Any way, I taught primary for quite a while. A little over a year ago, I was called to be 1st counselor in the primary. I was a little sad to leave my classroom, but had received the impression that this was where Heavenly Father needed me, so I gladly accepted the calling. I felt so lucky to work with our President Tonya, Ofelia the other counselor and Cynthia the secretary. Ofelia moved away and I had the chance to get to know Alli who took her place. We have all worked so well together. Tonya has taught us so much, and my love for all the children has grown.
Well, recently Tonya was called to be in the Stake Primary Presidency. I am not sure how the others in the presidency felt, but I was so sad that we were losing Tonya and not sure what would happen to the rest of us. We knew that changes would be made, and we were not sure what they would be. I found myself praying that what ever the Lord desired for me, that I would be at peace with it.
Last Sunday, the bishop called me to be the Primary President.
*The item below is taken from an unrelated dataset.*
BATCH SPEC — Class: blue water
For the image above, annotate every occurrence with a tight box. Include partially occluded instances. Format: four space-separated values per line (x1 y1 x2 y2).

I was sustained and set a part today.
I thought I would feel overwhelmed, and I have had those moments. What I didn't expect to feel was peaceful. I don't know why He has asked me to serve in this capacity, but I do know that I have many things to learn, and this is the season for that learning. I have already learned a little more about inspiration as I prayed to know who to pick as counselors, and secretary. I felt really good about keeping some of them on, and felt really good about the newest member of our presidency, Alecia. She indicated to me, that she had felt a few weeks ago, that this would be where she was called to.
I am someone who struggles with shyness, and I am always fearful of new situations. I love my comfort zone. I love to know what is expected of me, and I love to be the one following the Leader. I have had management positions in the work place, but they were always hard for me. I don't like to be the bad guy!! The nice part about leading in the church, is we lead differently then we do in the world. We still have tough decisions to make, but we are led by our Savior who taught that the best leaders are those who serve the ones we lead. I pray I can do that.
I pray I can be a good servant. The bishop blessed me today with the strength and energy I needed and a great love for those I will be serving, The Children. I am grateful for the blessing and for the loving guidance of my Heavenly Father. I am also grateful for the loving support of my husband and my family. Its my season to serve, Its my turn to learn, and my turn to grow. Its a very humbling experience.